The scene in front of the Stonewall moments after the Supreme Court ruling was announced, June 26, 2015.

The scene in front of the Stonewall moments after the Supreme Court ruling was announced, June 26, 2015.

Yet the arguments over “whitewashing” (or historical revisionisms to accommodate political imperatives, depending on your perspective) miss the far bigger picture. Because Stonewall has become our creation myth, we all have a natural human need to see ourselves, directly, in that story. Just as Ethiopian Orthodox Christians have for millennia painted their icons depicting Jesus, Mary and Joseph as Africans, just as Asian missionaries gave the saints Asian facial features, just as Egyptian Coptics drew the martyrs and prophets (perhaps most accurately) as inhabitants of a harsh Mideast desert, and just as Caucasians around the world turned their prayerful gaze upon a Nordic blue-eyed Jesus, we too, in our rich diversity, also need to see ourselves in our foundational story. Those very parochial responses are powerful illustrations of the truly universal ways those stories speak to us. As I said, no impulse could ever be more human.

Mourners gather at the Stonewall to remember the victims of the Pulse gay night club massacre in Orlando.

Mourners gather at the Stonewall to remember the victims of the Pulse gay night club massacre in Orlando.
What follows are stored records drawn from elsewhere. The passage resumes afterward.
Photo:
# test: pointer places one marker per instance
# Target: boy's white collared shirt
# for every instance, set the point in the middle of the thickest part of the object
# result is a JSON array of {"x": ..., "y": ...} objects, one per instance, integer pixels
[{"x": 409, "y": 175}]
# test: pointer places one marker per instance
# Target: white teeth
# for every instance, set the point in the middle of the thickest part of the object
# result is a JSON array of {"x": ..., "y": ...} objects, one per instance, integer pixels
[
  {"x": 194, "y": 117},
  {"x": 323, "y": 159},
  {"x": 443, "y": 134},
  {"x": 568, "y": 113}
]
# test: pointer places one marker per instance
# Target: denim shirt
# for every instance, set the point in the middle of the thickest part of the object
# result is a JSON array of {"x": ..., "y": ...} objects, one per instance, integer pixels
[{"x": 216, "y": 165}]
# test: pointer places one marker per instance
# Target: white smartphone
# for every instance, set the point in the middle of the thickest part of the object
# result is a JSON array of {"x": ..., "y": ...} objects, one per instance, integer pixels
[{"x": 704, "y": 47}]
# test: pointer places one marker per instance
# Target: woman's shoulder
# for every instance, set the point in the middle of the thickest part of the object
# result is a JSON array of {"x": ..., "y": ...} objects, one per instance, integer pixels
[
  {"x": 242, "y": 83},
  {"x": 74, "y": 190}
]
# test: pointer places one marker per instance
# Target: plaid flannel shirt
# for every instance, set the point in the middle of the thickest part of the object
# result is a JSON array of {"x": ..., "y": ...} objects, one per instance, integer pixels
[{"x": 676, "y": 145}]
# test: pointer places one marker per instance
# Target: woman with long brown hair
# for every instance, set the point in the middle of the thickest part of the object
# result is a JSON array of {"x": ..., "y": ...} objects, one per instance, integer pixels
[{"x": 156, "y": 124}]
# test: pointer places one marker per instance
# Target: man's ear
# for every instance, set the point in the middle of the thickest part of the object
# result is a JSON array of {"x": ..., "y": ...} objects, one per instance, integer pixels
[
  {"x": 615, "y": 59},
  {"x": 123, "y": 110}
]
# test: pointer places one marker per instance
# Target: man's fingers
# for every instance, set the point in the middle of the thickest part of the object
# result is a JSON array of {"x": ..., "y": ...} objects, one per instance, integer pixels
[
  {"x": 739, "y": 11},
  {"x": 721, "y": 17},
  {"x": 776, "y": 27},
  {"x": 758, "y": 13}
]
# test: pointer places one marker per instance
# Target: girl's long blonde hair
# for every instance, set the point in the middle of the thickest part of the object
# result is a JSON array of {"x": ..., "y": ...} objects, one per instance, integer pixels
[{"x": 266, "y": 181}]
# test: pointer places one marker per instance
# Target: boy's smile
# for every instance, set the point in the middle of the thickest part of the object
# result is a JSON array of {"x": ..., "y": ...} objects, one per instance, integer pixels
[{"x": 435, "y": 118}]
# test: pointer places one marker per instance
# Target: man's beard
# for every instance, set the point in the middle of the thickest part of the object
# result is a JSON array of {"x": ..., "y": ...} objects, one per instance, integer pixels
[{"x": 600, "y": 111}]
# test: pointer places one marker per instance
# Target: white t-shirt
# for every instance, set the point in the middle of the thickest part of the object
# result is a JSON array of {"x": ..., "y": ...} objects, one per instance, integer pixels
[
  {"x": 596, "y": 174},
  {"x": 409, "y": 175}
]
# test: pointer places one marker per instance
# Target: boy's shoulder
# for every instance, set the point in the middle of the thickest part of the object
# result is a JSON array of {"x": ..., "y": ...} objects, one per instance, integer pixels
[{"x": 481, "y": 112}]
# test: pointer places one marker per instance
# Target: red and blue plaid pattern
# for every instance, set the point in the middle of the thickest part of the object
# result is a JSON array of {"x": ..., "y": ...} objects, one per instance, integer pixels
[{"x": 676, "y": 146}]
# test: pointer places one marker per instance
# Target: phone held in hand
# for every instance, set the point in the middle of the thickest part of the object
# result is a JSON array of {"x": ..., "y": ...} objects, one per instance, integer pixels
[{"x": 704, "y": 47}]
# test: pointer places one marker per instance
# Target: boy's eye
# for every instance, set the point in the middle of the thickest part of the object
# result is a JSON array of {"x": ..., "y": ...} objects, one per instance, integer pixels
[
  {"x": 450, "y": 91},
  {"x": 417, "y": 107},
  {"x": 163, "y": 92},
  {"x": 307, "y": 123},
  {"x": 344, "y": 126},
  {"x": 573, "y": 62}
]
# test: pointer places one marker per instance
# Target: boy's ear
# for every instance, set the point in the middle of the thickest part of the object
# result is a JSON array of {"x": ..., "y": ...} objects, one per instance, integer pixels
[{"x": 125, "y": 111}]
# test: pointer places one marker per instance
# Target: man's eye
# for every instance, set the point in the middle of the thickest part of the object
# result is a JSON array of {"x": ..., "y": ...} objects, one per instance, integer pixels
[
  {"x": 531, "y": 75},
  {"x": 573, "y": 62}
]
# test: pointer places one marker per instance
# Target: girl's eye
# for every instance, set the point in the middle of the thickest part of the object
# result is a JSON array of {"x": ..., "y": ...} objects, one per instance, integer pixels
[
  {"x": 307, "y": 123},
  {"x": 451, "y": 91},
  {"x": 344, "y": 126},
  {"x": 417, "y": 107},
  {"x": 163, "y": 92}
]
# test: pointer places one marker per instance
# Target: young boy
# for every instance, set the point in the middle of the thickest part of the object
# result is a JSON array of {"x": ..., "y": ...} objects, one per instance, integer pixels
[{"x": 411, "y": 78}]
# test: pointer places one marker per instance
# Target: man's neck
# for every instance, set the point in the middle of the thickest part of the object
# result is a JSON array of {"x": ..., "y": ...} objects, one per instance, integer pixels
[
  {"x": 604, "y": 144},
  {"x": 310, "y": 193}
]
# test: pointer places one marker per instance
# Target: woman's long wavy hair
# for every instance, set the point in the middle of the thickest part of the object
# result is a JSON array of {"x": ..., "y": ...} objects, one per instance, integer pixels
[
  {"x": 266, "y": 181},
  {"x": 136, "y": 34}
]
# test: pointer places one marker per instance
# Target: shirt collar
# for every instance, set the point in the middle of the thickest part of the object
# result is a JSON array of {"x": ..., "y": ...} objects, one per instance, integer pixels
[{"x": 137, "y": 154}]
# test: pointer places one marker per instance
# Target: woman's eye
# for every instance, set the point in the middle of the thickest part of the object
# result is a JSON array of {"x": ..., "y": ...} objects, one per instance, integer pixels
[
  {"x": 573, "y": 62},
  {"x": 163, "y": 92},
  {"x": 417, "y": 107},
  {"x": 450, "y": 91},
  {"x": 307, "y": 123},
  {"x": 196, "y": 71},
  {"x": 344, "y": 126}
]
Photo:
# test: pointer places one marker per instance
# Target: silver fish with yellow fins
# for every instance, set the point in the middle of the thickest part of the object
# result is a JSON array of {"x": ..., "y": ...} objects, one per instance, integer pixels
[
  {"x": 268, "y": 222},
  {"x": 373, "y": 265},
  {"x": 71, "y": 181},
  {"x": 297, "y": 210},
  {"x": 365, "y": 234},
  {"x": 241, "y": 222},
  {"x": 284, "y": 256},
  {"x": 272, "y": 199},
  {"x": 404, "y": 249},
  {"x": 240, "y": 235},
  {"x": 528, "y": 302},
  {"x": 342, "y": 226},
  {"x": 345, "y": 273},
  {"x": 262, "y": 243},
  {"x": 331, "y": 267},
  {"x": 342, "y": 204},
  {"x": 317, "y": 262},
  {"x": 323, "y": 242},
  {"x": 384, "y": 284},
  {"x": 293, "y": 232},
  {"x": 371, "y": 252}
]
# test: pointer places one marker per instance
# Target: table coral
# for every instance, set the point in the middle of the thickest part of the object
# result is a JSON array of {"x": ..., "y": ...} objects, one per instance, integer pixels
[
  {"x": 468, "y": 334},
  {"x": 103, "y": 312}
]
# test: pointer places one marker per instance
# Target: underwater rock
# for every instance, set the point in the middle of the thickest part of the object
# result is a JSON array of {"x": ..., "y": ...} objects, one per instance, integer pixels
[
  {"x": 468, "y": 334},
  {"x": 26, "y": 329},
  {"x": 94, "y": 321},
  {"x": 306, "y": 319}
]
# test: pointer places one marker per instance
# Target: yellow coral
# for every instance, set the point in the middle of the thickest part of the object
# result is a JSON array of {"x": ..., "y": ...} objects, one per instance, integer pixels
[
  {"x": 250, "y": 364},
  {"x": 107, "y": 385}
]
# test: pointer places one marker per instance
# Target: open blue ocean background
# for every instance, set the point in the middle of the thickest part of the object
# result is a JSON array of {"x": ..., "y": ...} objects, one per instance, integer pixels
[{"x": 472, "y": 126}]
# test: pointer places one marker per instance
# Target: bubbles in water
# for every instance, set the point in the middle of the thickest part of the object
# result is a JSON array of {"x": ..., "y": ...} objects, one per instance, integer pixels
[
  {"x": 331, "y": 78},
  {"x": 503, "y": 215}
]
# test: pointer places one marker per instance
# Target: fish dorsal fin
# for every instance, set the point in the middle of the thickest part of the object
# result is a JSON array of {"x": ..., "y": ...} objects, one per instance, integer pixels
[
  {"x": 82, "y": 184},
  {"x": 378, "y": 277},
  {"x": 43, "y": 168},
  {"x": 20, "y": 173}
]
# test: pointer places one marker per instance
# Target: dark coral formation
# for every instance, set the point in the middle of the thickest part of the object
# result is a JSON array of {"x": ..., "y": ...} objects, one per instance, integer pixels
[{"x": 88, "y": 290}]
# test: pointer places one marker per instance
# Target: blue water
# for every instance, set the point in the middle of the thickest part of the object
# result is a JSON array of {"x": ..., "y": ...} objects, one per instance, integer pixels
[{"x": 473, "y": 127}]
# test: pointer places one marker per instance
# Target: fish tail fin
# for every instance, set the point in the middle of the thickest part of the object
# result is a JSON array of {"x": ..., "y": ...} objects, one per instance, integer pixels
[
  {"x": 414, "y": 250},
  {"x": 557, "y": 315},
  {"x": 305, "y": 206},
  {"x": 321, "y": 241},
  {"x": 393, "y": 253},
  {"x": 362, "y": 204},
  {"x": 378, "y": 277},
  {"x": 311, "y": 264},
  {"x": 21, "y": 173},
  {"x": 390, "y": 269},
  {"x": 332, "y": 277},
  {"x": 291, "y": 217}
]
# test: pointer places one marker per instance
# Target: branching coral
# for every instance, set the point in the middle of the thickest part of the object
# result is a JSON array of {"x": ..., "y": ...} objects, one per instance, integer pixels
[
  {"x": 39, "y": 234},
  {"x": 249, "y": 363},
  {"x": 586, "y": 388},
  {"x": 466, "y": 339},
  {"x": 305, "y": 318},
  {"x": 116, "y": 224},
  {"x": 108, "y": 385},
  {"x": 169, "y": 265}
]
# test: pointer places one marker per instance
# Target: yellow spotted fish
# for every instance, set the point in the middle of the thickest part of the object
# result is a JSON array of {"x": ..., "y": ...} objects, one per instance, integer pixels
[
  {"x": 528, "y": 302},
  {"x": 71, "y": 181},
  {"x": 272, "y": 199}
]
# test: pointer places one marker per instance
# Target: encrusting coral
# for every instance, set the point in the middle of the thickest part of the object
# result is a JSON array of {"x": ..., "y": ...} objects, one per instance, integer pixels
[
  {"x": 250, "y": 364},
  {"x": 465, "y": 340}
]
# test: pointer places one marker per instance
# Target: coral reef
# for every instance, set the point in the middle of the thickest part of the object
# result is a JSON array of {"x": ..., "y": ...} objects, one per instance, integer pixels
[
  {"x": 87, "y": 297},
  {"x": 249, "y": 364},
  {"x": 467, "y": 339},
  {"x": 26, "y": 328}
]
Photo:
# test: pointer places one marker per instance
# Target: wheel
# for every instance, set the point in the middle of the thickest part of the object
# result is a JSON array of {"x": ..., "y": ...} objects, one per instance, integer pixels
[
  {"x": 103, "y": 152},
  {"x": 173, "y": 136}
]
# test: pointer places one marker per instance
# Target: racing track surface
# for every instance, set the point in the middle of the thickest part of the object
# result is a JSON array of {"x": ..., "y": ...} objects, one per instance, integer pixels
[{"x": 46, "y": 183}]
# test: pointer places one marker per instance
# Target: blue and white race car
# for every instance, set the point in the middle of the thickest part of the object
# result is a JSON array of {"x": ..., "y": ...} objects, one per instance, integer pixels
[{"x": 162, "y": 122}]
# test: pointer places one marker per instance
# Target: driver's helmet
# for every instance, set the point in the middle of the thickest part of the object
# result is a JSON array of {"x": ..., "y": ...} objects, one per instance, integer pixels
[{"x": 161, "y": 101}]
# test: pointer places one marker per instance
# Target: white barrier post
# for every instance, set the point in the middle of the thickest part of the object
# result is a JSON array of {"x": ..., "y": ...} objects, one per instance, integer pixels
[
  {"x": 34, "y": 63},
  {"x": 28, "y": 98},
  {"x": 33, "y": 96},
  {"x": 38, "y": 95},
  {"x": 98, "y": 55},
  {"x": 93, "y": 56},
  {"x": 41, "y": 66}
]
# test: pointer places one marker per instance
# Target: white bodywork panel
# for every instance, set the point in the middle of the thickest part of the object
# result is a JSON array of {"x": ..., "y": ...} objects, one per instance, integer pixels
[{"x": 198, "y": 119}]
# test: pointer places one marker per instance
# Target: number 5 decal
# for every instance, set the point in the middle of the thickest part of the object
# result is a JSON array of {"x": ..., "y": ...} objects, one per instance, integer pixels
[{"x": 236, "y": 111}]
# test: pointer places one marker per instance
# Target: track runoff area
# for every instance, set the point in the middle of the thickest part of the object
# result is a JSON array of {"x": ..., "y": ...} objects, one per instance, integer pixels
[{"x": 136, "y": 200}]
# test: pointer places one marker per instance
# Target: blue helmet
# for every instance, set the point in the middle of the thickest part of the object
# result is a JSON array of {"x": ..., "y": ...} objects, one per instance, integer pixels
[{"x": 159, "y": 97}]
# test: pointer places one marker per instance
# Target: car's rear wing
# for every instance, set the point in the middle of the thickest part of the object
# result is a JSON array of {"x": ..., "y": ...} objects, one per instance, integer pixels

Stonewall is as much a real physical place as it is a place of inspiration that we carry in our hearts. It’s where we return to whenever we need to find ourselves. As soon as the news of the Supreme Court’s ruling on same-sex marriage hit the airwaves, the first instinct for thousands of us was to make a pilgrimage to Stonewall. And when news broke about the horrible massacre in Orlando, Stonewall was one of the first places New Yorkers gathered to remember the dead — not just the dead of Orlando, but all of our dead. And while we mourned the dead, we also renewed our resolve to keep the fight alive. Again and again, we return to Stonewall, because it is our Bethlehem and our Golgotha, and the empty tomb where we refuse to lay down.

Gene in L.A.

June 28th, 2016

The problem with allowing the mythologizing of origin stories is that important aspects can be neglected, as for instance the omission for so many years from our national origin story of the role slavery played in it. In fact, for our understanding of who we are as a result of the origin story, it does matter who was there and who did what. Fortunately, David Brown’s 10 years of research resulted in a book that answers those questions about what happened 47 years ago today. Metaphors are fine, but we have no verifiable evidence that the mythologized events at Bethlehem, Golgotha and that empty tomb ever happened at all. With Stonewall we do, and it’s important information.

Gene in L.A.

June 28th, 2016

Sorry, I should have said:

In fact, for our understanding of who we are as a result of the origin story, and to place it accurately within the larger arc of LGBT history, it does matter who was there and who did what.